Während die Gastronomie mittlerweile wieder ihre Tore öffnen darf, stehen Paderhalle, Theaterbühnen und Galerien leer. Viele freischaffende Künstler bangen derzeit um ihre Zukunft, weil ihre Kunst in Zeiten von Corona nicht mehr präsentierbar ist. Zumindest bis zum 19. Juni: Dann startet die Kultour-Caching-App des Kulturamtes in Paderborn.

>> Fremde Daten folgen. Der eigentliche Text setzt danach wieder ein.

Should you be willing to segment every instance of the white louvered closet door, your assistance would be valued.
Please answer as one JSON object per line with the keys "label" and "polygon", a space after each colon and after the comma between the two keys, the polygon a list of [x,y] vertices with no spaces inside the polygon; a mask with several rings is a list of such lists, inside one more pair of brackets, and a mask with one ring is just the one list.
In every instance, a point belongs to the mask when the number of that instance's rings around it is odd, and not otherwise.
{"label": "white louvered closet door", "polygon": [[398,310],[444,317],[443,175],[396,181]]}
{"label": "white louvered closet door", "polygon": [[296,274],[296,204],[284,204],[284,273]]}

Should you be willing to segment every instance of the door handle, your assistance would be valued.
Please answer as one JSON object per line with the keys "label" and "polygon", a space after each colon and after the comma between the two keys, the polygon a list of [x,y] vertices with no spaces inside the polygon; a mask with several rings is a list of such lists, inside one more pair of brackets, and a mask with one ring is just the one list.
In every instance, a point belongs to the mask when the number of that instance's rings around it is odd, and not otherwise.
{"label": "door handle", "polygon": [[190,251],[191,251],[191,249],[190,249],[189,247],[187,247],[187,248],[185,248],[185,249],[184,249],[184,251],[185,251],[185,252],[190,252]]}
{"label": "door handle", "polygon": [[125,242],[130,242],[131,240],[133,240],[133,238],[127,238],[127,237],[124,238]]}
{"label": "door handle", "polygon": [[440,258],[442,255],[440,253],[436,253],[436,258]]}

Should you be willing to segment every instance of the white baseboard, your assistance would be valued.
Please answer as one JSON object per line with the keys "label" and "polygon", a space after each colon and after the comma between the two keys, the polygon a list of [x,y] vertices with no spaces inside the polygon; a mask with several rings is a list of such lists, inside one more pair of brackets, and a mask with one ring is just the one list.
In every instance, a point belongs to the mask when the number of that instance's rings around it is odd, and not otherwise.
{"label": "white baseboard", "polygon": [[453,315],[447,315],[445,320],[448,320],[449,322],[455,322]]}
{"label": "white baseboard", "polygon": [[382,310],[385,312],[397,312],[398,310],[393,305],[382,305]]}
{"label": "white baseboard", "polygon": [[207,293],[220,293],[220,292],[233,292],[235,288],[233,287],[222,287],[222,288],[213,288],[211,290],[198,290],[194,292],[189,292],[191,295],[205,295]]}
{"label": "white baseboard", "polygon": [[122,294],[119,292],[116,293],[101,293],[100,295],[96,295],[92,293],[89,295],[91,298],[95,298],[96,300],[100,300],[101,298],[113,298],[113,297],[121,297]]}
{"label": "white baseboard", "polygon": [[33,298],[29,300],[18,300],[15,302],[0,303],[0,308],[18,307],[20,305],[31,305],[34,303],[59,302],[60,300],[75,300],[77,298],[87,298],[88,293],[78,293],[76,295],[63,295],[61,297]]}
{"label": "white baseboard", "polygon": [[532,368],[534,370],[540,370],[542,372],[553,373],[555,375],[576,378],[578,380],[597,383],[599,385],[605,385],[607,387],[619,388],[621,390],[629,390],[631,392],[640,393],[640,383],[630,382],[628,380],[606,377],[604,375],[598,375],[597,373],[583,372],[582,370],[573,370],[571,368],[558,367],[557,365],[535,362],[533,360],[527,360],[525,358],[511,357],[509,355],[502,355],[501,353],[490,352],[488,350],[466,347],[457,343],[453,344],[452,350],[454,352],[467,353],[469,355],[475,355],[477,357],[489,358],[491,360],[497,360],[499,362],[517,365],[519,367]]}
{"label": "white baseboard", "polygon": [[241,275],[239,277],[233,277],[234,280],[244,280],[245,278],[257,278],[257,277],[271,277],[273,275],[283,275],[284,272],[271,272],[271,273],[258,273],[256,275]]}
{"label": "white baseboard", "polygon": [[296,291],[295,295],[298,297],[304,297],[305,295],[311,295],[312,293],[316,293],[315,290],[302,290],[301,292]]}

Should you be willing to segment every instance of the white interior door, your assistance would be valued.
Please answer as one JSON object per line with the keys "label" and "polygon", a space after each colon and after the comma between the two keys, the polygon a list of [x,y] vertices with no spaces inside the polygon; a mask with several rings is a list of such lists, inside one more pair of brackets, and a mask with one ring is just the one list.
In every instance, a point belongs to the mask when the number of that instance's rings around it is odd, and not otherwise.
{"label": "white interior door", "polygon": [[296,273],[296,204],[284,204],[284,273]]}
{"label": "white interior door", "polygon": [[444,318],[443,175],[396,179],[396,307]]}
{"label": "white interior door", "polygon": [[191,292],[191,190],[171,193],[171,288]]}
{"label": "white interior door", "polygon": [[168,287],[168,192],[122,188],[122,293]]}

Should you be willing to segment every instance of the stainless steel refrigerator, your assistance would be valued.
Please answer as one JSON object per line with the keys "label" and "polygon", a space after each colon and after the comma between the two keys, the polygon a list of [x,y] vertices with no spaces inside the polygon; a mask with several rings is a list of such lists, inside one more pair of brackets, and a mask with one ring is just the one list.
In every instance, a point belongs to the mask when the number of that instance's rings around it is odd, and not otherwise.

Diese App soll Kunst und Kultur im öffentlichen Raum durch “Augmented Reality” erlebbar machen und nebenbei die Kassen der Künstler – zumindest etwas – füllen. Entwickelt wurde die App in Rekordzeit: „Wir haben vor sechs Wochen mit der Entwicklung begonnen. In zwei Wochen soll dann der Startschuss fallen”, freut sich Initiator Stefan Hermanns vom Kulturamt, der alle anderen geplanten Veranstaltungen in diesen Monaten absagen musste und so das entstandene Loch etwas stopfen möchte.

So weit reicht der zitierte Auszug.